The following month, Gerdes filed an action for judicial review of the Social Care Standards Authority decision, arguing that it was not his responsibility to liaise with foreign authorities, but that of the Social Care Standards Authority.

While all this was going on in Malta, at the same time, a court in Zagreb ruled that the child was being unjustifiably retained by its mother.

In August 2018, the Social Care Standards Authority filed a sworn reply to the action for judicial review. In its reply the department argued that this was not a case of child abduction, as Gerdes was not registered as the child’s father at the time. In fact, the child was conceived whilst De Vilera was married to a third party, but Gerdes was later registered as the father in 2017.

Although this fact was agreed by the parties, that document was not drawn up according to law, argued the Social Care Standards Authority.

De Vilera history of fraud

De Vilera, real name Anika Sljokavica, 36, left Malta shortly after the Maltese courts ordered her to pay over €80,000 to a third party for a loan. She already had a chequered history of fraud, according to the website anikadevilera.com, which dishes out her every single biographical detail and psychiatric history.

The Croatian magazine Nacional has described De Vilera as a “habitual con artist”, after in 2013 she was suspected of misappropriating 8.5 million Croatian kuna (€1.14m) from a charity fund she was a PR consultant to. After the death of the charity’s beneficiary, Nora Situm, in March 2013, the beneficiary’s parents, Ivica and Dana filed a claim against the Hrabro Dijete charity.

In a report issued by the Berlin police back in March 2010, De Vilera was suspected in three cases of financial fraud, the most serious being a €360,000 claim from Riller & Schnauck GmbH, after she used invalid credit cards and false addresses to obtain three BMWs, misrepresenting herself as a doctor for the organisation Charité.

She also misrepresented herself as Dr Anika Mesic to the company Herdenberg Concept GmbH, to claim some €7,000 to host a symposium in Croatia with the title ‘The World As Guest In Croatia’. She gave the impression that the costs would be borne by the Croatian government.

In September 2010, the Berlin Administrative Court convicted De Vilera on three accounts of fraud and sentenced her to two fines and one seven-month prison sentence, which were later dismissed after she was deported from Germany.

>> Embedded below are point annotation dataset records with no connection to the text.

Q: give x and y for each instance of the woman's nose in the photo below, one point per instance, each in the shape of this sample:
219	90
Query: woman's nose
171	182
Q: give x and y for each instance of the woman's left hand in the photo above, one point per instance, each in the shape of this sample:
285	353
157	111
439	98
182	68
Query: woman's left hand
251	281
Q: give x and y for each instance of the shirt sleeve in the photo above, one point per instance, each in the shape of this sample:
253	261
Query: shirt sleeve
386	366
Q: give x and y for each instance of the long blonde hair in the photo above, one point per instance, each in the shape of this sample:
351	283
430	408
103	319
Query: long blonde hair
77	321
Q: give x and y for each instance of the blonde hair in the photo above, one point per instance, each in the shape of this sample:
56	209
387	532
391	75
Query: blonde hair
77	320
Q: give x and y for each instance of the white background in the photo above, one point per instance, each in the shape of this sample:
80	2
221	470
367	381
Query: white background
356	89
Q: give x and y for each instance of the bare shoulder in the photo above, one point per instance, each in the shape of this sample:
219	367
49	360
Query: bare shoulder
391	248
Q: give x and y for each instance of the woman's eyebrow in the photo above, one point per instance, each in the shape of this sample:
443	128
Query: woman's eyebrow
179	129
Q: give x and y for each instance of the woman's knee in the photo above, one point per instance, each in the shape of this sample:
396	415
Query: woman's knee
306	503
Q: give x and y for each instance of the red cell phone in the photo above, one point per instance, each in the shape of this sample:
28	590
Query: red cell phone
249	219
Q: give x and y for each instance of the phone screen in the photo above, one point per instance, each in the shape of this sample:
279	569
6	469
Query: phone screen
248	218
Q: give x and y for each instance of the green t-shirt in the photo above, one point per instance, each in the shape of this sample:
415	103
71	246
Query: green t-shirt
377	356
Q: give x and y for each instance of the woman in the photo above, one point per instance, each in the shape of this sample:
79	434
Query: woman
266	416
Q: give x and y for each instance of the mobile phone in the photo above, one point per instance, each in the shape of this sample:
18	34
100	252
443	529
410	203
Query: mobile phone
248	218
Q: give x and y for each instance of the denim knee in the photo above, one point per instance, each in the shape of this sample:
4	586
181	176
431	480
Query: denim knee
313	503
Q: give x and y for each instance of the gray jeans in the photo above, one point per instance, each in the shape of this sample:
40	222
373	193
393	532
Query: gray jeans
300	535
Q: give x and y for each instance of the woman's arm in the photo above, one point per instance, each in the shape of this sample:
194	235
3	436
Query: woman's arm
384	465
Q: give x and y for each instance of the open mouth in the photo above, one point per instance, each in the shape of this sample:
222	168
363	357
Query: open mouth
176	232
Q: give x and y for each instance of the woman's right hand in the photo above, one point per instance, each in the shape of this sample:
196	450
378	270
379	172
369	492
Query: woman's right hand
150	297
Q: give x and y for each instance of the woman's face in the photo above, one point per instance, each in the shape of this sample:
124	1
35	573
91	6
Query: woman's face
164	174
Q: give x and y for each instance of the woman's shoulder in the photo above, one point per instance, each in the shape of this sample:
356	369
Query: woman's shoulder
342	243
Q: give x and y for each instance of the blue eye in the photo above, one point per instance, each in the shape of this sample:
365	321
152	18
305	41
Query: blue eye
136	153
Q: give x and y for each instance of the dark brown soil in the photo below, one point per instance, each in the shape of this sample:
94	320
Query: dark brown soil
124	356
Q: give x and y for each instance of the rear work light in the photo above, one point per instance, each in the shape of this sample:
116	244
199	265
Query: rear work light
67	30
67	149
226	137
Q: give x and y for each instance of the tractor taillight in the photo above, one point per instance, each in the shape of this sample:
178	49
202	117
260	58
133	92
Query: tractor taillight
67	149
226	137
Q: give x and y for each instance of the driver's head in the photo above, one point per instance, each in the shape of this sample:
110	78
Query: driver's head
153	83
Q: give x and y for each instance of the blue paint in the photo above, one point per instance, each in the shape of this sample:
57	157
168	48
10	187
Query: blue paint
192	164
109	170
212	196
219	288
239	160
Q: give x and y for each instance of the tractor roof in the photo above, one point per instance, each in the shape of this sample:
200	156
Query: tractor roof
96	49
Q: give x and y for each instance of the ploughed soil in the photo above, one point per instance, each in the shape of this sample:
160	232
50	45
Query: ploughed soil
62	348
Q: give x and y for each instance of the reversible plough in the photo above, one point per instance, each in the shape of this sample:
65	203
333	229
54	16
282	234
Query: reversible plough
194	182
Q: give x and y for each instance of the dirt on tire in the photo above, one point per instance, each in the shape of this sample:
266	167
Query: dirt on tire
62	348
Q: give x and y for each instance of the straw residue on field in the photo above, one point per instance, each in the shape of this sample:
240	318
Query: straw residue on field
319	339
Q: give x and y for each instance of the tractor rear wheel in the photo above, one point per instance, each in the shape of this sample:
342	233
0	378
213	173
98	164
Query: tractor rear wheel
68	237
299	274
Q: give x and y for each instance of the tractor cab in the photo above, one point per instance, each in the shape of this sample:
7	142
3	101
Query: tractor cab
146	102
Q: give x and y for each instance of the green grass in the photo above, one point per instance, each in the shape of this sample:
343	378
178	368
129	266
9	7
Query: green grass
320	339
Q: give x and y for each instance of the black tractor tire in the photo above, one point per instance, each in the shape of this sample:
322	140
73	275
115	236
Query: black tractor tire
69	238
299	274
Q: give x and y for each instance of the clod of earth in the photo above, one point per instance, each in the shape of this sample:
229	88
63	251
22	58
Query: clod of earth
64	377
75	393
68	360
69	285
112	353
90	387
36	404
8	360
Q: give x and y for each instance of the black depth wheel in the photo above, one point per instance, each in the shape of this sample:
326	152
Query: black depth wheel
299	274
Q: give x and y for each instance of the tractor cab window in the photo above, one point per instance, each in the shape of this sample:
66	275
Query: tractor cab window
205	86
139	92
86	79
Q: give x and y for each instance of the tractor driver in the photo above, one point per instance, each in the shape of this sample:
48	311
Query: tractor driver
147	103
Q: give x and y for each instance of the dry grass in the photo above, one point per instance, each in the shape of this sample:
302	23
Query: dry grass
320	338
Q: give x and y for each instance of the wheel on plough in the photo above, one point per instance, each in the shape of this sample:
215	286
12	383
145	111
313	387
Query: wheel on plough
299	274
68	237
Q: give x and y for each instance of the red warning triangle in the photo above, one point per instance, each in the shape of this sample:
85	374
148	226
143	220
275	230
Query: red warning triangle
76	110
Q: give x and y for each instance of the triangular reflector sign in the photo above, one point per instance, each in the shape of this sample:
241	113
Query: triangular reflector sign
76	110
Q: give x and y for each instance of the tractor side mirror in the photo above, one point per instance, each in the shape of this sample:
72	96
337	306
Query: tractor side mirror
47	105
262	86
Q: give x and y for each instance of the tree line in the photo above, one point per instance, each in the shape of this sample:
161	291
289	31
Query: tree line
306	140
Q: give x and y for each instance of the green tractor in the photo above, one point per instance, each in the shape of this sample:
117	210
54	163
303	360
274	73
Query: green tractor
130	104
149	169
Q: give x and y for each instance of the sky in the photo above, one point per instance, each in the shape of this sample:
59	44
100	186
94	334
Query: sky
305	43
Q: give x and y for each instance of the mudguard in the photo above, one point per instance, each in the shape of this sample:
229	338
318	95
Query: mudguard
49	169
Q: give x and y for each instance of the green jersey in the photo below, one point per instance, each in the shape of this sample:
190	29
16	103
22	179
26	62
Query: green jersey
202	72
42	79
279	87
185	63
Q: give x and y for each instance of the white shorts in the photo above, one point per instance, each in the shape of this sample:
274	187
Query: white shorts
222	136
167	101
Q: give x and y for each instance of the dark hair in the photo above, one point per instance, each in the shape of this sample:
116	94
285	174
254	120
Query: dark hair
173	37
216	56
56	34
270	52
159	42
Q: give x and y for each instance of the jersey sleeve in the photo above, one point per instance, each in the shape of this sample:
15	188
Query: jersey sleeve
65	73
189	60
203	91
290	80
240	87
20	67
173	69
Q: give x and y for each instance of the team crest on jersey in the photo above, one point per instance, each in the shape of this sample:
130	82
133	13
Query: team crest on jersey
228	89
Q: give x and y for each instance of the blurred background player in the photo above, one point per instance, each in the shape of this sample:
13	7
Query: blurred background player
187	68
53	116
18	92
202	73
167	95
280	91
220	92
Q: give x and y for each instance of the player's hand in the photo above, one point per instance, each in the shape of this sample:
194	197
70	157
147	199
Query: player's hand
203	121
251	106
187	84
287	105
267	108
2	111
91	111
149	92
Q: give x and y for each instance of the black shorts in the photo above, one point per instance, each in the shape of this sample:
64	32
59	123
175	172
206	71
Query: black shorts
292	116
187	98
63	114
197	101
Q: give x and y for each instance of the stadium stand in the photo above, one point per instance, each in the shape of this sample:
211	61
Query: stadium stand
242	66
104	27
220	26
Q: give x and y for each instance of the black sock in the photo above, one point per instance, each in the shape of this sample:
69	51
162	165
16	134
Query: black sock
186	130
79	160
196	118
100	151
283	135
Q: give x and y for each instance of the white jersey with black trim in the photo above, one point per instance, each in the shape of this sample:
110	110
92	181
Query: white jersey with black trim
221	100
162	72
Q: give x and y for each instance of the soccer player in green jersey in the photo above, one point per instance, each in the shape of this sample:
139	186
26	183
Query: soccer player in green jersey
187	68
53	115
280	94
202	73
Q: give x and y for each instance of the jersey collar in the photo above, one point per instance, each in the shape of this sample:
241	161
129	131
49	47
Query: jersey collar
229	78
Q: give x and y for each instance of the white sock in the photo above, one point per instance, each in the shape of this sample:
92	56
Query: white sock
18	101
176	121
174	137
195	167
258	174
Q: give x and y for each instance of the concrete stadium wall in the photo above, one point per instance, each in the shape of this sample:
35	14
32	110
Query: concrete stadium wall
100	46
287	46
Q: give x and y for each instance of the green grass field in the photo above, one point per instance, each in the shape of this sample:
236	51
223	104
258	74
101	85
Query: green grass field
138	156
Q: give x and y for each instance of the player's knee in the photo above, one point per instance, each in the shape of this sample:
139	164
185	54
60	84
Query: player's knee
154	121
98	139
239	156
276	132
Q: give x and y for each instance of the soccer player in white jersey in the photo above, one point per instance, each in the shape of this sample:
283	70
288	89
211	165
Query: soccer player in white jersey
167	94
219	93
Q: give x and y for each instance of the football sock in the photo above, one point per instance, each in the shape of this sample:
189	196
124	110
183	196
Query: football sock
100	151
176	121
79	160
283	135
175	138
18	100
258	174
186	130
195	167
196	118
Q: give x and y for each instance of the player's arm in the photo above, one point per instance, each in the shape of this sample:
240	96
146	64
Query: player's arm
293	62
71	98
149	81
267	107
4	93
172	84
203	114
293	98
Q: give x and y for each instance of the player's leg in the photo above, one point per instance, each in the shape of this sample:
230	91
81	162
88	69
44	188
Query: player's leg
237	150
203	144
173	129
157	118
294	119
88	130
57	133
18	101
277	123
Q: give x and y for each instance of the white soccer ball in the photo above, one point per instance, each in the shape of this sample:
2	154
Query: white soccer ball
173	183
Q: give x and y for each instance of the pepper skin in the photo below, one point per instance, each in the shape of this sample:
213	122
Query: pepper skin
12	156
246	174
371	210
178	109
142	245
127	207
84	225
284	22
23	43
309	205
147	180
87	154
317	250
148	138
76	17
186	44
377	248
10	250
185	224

“Altogether it is to be assumed that the accused will continue to cover her cost of living, at least partially through committing similar crimes – as she has been doing so for quite a while,” the chief inspector for the Berlin commissioner of police said in his 2010 report. “Apparently she used her impostor talents not only to cheat her way from one high-society buffet to the other, but also to commit plain goods and service credit frauds – after all a certain way of attire is necessary to keep up appearances.”

Histrionic personality disorder

De Vilera entered Germany in 2000 with a visa to study dentistry at Marburg University, but in 2008 the Rhine-District administration in Neuss requested her to leave Germany for not submitting proof of health insurance to the university. In a 2008 psychiatric opinion for the Neuss local court, Dr H.J. Althoff said De Vilera was suffering from “a histrionic personality disorder with anti-social and paranoid tendencies as well as of a moderate depressive state.”

The psychiatrist said De Vilera had an obsessive desire for attention and appreciation.

“She fights inner emptiness with superficial interests, but in particular with aggressive and criminal behaviour, while defaming important emotional aspects of her actions. Due to being rejected and humiliated in early childhood, and due to the lack in interpersonal contacts, since she was not allowed to bring friends or other students home, and since she had to bear being an outsider due to her father, she has fantasies of omnipotence and she makes up fantasy stories, which for her are a kind of self-consolation. Her instinct pushes her to an instant satisfaction of needs, which results in a kind of narcissistic triumph.”